10a NCAC 26d .1601       SCOPE

(a)  Inpatient units for clients who are mentally ill shall provide close supervision by a qualified mental health professional on a 24‑hour basis.

(b)  The inpatient unit shall be designed to serve any client who requires continuous treatment for moderate or severe mental illness.

(c)  Client care shall be provided under the supervision of a psychiatrist or doctoral level psychologist.

(d)  Individuals who, in addition to mental illness, have other disorders such as mental retardation or substance abuse, shall be eligible for admission.

 

History Note:        Authority G.S. 148‑19(d);

Eff. January 4, 1994;

Pursuant to G.S. 150B-21.3A, rule is necessary without substantive public interest Eff. June 20, 2015.

 

10a NCAC 26d .1602       HOURS OF OPERATION

The inpatient unit shall provide services seven days per week, 12 months per year.

 

History Note:        Authority G.S. 148‑19(d);

Eff.

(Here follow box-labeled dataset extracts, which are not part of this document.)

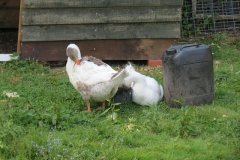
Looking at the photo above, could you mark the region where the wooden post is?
[17,0,23,53]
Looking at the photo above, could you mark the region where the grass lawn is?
[0,34,240,160]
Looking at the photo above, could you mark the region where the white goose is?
[123,64,163,106]
[66,44,128,112]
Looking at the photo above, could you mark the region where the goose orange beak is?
[75,59,81,65]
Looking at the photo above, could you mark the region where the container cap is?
[166,48,177,55]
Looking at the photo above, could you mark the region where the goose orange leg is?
[87,100,91,112]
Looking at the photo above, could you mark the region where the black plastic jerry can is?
[163,44,214,107]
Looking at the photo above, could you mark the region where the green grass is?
[0,34,240,160]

January 4, 1994;

Pursuant to G.S. 150B-21.3A, rule is necessary without substantive public interest Eff. June 20, 2015.

 

10a NCAC 26d .1603       REQUIRED SERVICES

(a)  Services provided on an inpatient unit shall include, but need not be limited to:

(1)           psychiatry;

(2)           psychology;

(3)           nursing;

(4)           social work;

(5)           rehabilitation; and

(6)           recreational.

(b)  Multi‑disciplinary treatment teams shall be developed to oversee the delivery of such services.

 

History Note:        Authority G.S. 148‑19(d);

Eff. January 4, 1994;

Pursuant to G.S. 150B-21.3A, rule is necessary without substantive public interest Eff. June 20, 2015.